I, for one, will really miss the Oprah show, but I have to say also I’m excited to see what she does next.
So let’s say it’s a random weekday morning and you’re getting ready for your day while the morning news is on. Your ears perk up when you hear a story on the “Top Ten Companies” to work for if you’re a mother or pregnant; and you think to yourself, “This is good news — how far we’ve come.”
You may think you’re awake, but not awake enough.
The realities lurking behind the myth that we live in a post-feminist society are exposed by historian Barbara Berg with eloquence, fine research and heartfelt passion in her new book, Sexism in America: Alive, Well, and Ruining Our Future.
Sexism exists in obvious forms, but she highlights how it also thrives underground. Taking the example above, for working women considering maternity leave, sexism stays alive in the subtext.

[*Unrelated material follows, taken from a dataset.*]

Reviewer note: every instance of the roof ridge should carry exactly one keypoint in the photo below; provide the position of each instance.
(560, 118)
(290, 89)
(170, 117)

Women are still being fired for getting pregnant, and getting demoted when they return from maternity leave.
“…Employees know they’re viewed as not serious enough if they take advantage of these policies” states one executive recruiter, a stance Berg backs up with personal stories of women who were demoted or lost their jobs after taking the leave they were guaranteed by their employers. “All over the country women report similar scenarios, and many of the offenders were among the thirty companies routinely designated by Working Mother magazine as the country’s “Best Companies to Work For.’”
And that’s just the tip of the iceberg. The statistics and stories of reproductive rights and health care are a chilling embarrassment to our country. I can’t get the story of Regina McKnight out of my head:
“In May 2001 [in South Carolina], as McKnight grieved over the stillborn death of her third daughter, Mercedes, I’m sure she didn’t imagine she’d end up in prison. But she was soon put on trial for the death of her baby. After deliberating for fifteen minutes the jury reached a verdict. McKnight, a homeless, seasonal tobacco-farm worker with a tenth-grade education [in classes for the mentally impaired] and no criminal record, addicted to drugs after her mother was run over by a truck and killed, became the first woman in America convicted of murder for using cocaine while pregnant. She was sentenced to twenty years imprisonment, reduced to twelve.”
Despite outcries of support for Ms. McKnight from highly regarded medical, public health and reproductive health professionals and organizations, the Supreme Court refused to review the case.
How can this exist in a post-feminist society, Berg asks?
Although she examines affluent and middle class women and girls, Sexism in America is especially admirable for her attention to the populations that truly need their voices amplified: the working poor; the unemployed poor; the completely marginalized women in prison; and, the most innocent of all, impoverished children on our own soil.
Her analysis covers the years under Bush I, Clinton, and Bush II as well as the beginning of the Obama administration. She tracks the effective organizing power of the extreme Right and explores post 9/11 fear and its effect on how we view gender roles. Violence against women and popular culture’s portrayals of women (which overlap in ways more gruesome than you might imagine) and many other topics — some regarding what our girls are exposed to — are brought into focus as they relate to the future for women and girls. And in her conclusion, she offers pages of resources and suggestions for women who want to be a part of this national dialogue toward equal rights, ranging from running for office to receiving email petition alerts.
Like Backlash, Sexism in America will galvanize us, but it’s an easier read and will appeal to more women because Berg writes with an ease that makes you feel as if you’re engaged in a discussion with her. I almost felt the presence of other women while reading her — as if I were part of a larger group, all of us dropping our jaws together.
It’s a tribute to her that in spite of all the madness she reveals I didn’t feel defeated. I felt energized. And eager to be a part of this third wave of feminism.